Angela Grauerholz created her own archive: a tomb-size wooden cabinet that houses 62 large-scale, black-and-white photographs. In contrast to Éclogue or Filling the Landscape, 1995, an earlier archival piece that was only accessible to the public by appointment, all museum visitors were able to slide open Sententia I to LXII’s doors and view these places that Grauerholz obsessively documented over the years.
Grauerholz’s images are marked by ambiguous, dream-like spaces. Her large compositions are often of intermediate places: windows and doors, hotel lobbies, people walking, train tracks, libraries, and indistinguishable places in the landscape. To accentuate the “in-between” quality in her work, Grauerholz lengthens photography’s decisive moment. Photographing with a hand-held camera in low-light situations allows her to extend the moment the shutter is open. The blur thus created, the snapshot effect, and the painting-size prints enable these images to investigate memory. Grauerholz says, “They are the images that we have from our memory of what the future used to look like.” Appearing to be images from the past, they play with our perception of the past, present, and future and how notions of time are as much reflections of the present as they are of their own period.
This exhibition was organized by Assistant Curator Claire Schneider in conjunction with the New Room of Contemporary Art series.
About the New Room of Contemporary Art
The concept of the New Room of Contemporary Art echoes the mission and philosophy of its predecessor, the Room of Contemporary Art.
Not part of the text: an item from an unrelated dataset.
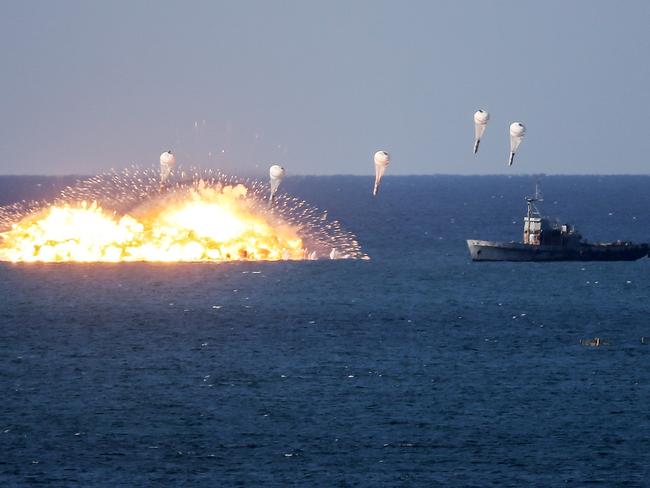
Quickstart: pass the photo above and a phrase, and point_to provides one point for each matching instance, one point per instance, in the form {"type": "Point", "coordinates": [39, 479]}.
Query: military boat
{"type": "Point", "coordinates": [544, 241]}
Established in 1939, the Room was envisioned as a both a physical site devoted solely to the continuously rotating presentation of new art within the museum and a means to reinvigorate and reaffirm the museum’s dedication to collecting the art of its time.
It was managed by a special independent committee initially consisting of Buffalo attorney Philip J. Wickser (who helped to conceive the room and who drafted its charter), Seymour H. Knox, Jr., Albright Art Gallery Director Gordon B. Washburn, and artists Charles E. Burchfield and Anna Glenny Dunbar, both of whom called Buffalo home. Through the Room of Contemporary Art fund, the museum acquired Fernand Léger's La fume (Smoke), 1912; Joan Miró's Carnaval d'Arlequin (Carnival of Harlequin), 1924–25; and Henri Matisse's La Musique (Music), 1939, among many others.